Google Android and the CLI

Today morning I was reading about Brad AdamsGoing Google and ruminating about what he wanted to do there when several earlier articles I had read suddenly came together and I had an inspiration that I thought I’d blog.

It would by really cool if Brad and Tim Bray (who recently left Sun and joined Google Android) get together and implement the CLI on the Android OS.

Brad is one of the architects of the CLI and has been one of the main driving forces behind the development of the .NET framework and it’s adoption. He is currently looking at what he wants to do when he starts at Google. He mentioned that he thinks the cloud plus devices is one of the dominant trends of the future and I agree.

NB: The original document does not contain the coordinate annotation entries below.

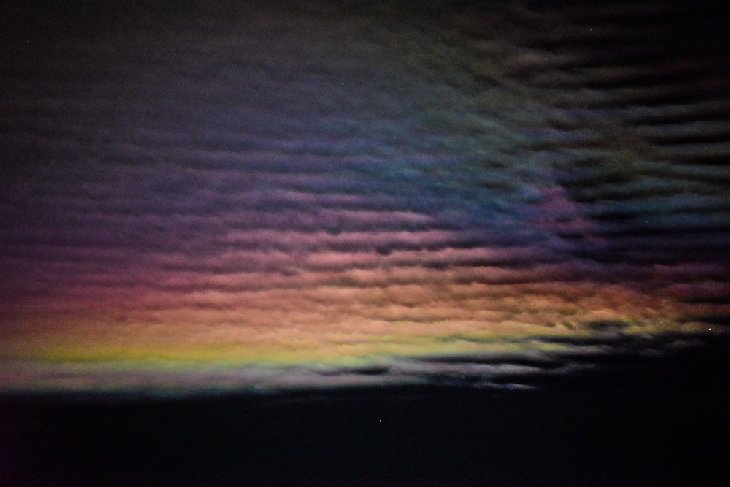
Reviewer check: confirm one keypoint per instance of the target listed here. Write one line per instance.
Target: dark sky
(234, 196)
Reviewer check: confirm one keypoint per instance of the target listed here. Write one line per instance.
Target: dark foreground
(661, 421)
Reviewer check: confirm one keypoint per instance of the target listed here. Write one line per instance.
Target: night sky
(232, 198)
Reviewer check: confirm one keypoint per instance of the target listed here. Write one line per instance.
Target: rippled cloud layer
(204, 198)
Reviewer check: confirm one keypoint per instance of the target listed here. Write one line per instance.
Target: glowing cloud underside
(236, 200)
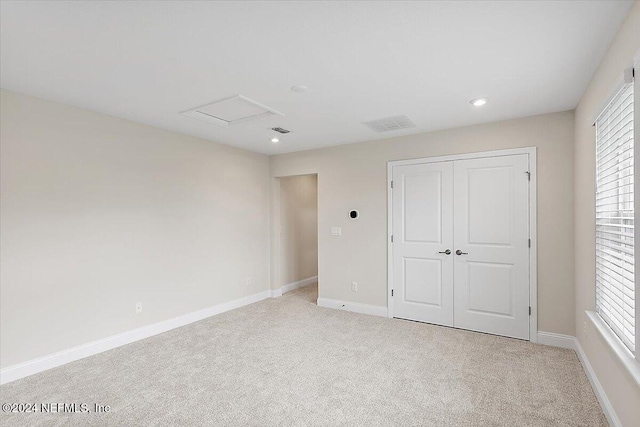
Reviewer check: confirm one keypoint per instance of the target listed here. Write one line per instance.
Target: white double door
(461, 244)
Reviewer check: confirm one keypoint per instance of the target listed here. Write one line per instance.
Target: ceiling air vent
(281, 130)
(232, 111)
(387, 124)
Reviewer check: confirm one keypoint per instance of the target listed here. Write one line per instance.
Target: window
(615, 284)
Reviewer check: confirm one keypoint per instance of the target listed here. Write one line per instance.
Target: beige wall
(98, 213)
(354, 177)
(298, 228)
(621, 390)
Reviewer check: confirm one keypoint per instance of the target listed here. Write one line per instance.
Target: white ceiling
(148, 61)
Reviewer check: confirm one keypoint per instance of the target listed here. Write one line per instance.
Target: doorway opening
(296, 235)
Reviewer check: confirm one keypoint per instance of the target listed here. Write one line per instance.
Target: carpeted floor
(287, 362)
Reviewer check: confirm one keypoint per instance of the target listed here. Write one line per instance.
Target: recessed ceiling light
(478, 102)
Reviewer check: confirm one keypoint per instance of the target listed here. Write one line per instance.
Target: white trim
(533, 251)
(533, 258)
(465, 156)
(375, 310)
(557, 340)
(621, 352)
(605, 404)
(21, 370)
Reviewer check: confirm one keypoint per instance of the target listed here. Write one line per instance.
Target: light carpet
(288, 362)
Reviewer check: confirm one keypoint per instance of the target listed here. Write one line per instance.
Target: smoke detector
(387, 124)
(232, 111)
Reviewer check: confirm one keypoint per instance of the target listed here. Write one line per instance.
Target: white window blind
(615, 284)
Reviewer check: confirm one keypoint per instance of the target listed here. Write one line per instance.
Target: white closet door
(491, 220)
(422, 232)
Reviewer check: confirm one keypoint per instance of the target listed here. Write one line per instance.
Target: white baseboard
(355, 307)
(557, 340)
(275, 293)
(572, 343)
(21, 370)
(605, 404)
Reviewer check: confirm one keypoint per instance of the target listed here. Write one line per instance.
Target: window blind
(615, 284)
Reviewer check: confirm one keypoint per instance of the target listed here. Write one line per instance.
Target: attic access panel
(232, 111)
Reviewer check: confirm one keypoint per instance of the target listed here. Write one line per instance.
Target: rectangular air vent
(387, 124)
(232, 111)
(280, 130)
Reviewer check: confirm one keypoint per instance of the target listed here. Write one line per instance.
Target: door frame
(275, 250)
(533, 235)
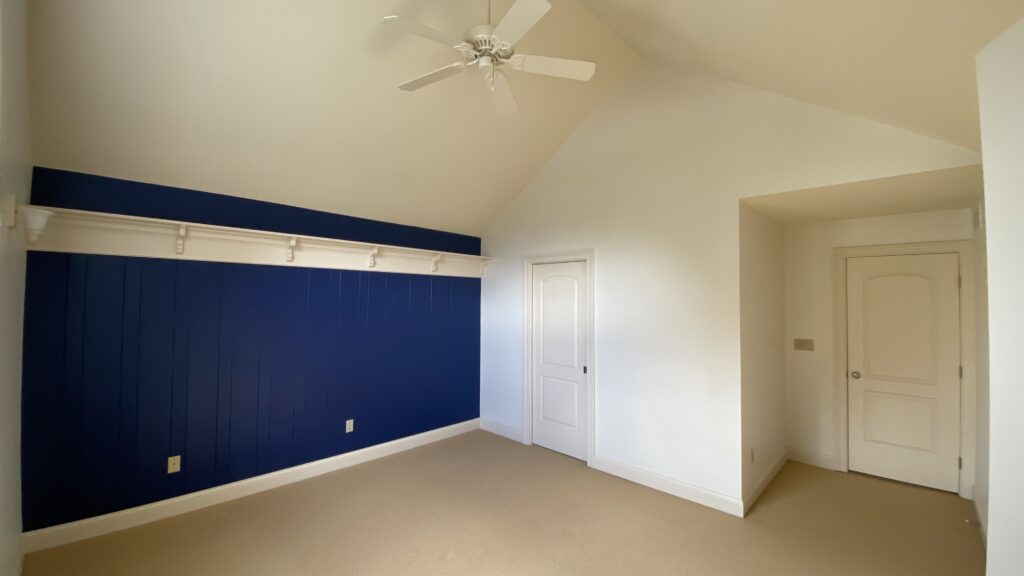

I think the Android OS is an important part of this future and currently I am frustrated that there is only Java support for developing in it. Tim shares my frustrations and he is looking at getting other languages supported in the Android OS.  He is looking at Ruby right now – it’s open source and a dynamic language and it makes sense . But I feel the CLI (which is an open ECMA specification) is a great fit for the Android OS because it can be used to as a basis to quickly support a lot of languages.  Besides as a .NET developer myself, I think that having the capability to develop Android applications in C# or IronPython is a far more palatable proposition than doing it in Java :-)

I saw this article by Miguel de Icaza where he puts out an idea to incorporate the CLI into the browser engine so that we could use languages other than Javascript in our client-side scripting (my take on that is here). It occurs to me that it should be similarly possible to bring it into the Android OS as well.  There are currently efforts to port Mono that could be used as a starting point.

So what say guys – can we get the .NET CLI in Google Android ?  Become the opposite of the Apple iPhone and embrace developers instead of driving them away :-)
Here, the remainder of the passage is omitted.